Among other enhancements, Safari on iOS 10 boosts the animated GIF experience for iPhone, iPad and iPod touch users while preventing spammy autoplay videos from interrupting your browsing, according to the WebKit blog. On iOS 9, an animated GIF won’t start playing until it’s tapped.
With the new Safari, silent videos autoplay on webpages when they’re visible because iOS 10 respects their “autoplay” attribute when source video tracks have no audio or have been muted.
But if a video gains an audio track without user interaction, like those spammy autoplay video ads on websites, playback automatically pauses.
And to make rendering autoplay videos embedded in webpages as power efficient as possible, iOS 10 only starts playing them when content is visible on screen and pauses them when the video is scrolled out of the viewport.
iOS 10 also allows web developers to serve up animated GIFs by wrapping them inside HTML’s “video” tag, which helps conserve power, falling back to the actual animated GIF file if its video counterpart cannot be delivered to the user.
Apple notes that many of the largest GIF providers have been moving away from animated GIFs and toward HTML’s “video” element because the GIF format tends to be “a very expensive way to encode animated images” when compared to a modern video codec like H.264, which on iOS features hardware-accelerated playback support.
“We’ve found that GIFs can be up to twelve times as expensive in bandwidth and twice as expensive in energy use,” says the firm.
Support for the “video” tag was first added to Safari on iPhoneOS 3, requiring you to tap a thumbnail to play the clip. iOS 8 relaxed this restriction with the goal of “returning more control over media playback to web developers,” as per Apple.
Safari on iOS 8 automatically loads just enough media data to be able to determine that media’s size, duration and available tracks, but an action on part of the user is still required to play it.
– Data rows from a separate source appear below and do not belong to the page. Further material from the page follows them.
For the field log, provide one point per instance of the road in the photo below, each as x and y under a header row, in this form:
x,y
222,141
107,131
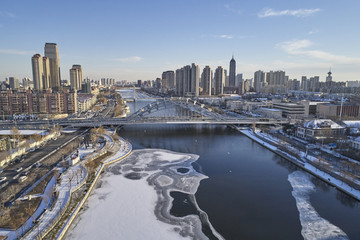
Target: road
x,y
33,157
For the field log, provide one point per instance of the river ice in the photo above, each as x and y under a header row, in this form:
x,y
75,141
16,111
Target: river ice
x,y
132,200
313,225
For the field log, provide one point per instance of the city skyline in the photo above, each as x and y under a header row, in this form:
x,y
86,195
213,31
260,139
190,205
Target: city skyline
x,y
126,41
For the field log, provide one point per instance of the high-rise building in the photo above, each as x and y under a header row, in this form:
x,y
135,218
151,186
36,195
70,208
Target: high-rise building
x,y
259,80
168,79
304,83
27,83
219,80
238,80
206,77
14,83
46,73
52,53
195,79
232,72
329,78
179,82
276,82
38,71
187,79
76,77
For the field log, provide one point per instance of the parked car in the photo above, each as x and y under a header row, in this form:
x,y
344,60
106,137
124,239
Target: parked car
x,y
22,178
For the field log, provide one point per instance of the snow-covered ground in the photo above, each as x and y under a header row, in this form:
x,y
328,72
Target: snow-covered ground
x,y
314,227
307,166
22,132
133,200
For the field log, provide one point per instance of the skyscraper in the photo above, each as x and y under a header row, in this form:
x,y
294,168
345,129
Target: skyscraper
x,y
187,79
38,71
46,73
329,78
168,79
259,80
179,82
232,72
219,80
195,79
14,83
76,77
52,53
206,77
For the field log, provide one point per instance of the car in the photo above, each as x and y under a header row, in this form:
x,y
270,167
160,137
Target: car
x,y
22,178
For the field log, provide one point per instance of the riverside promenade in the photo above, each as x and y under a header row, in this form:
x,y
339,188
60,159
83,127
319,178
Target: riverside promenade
x,y
304,161
70,181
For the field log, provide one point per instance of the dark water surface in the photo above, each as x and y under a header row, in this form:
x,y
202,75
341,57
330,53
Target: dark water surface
x,y
247,194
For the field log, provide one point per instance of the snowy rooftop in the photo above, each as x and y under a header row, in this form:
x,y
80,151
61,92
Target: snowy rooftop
x,y
322,123
352,124
23,132
271,109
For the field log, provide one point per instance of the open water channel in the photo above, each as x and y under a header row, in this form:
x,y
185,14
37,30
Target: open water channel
x,y
249,192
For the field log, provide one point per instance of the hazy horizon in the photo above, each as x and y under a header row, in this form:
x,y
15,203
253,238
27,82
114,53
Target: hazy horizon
x,y
141,39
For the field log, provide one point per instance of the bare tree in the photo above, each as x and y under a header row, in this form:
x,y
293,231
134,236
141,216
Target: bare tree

These new policies also allow Safari on iOS 10 to support complex webpage layouts, such as painting a playing video to a canvas without automatically taking that video into fullscreen mode, as is the case with current iOS editions.
Safari on iOS 10 also plays YouTube videos and other clips inline on an iPhone, a much-welcomed change over iOS 9’s default behavior of stopping the playback as soon as the video exits fullscreen mode.
On the downside, videos that lack a “playsinline” attribute, which has recently been added to the HTML specification, will continue to require fullscreen mode for playback on an iPhone.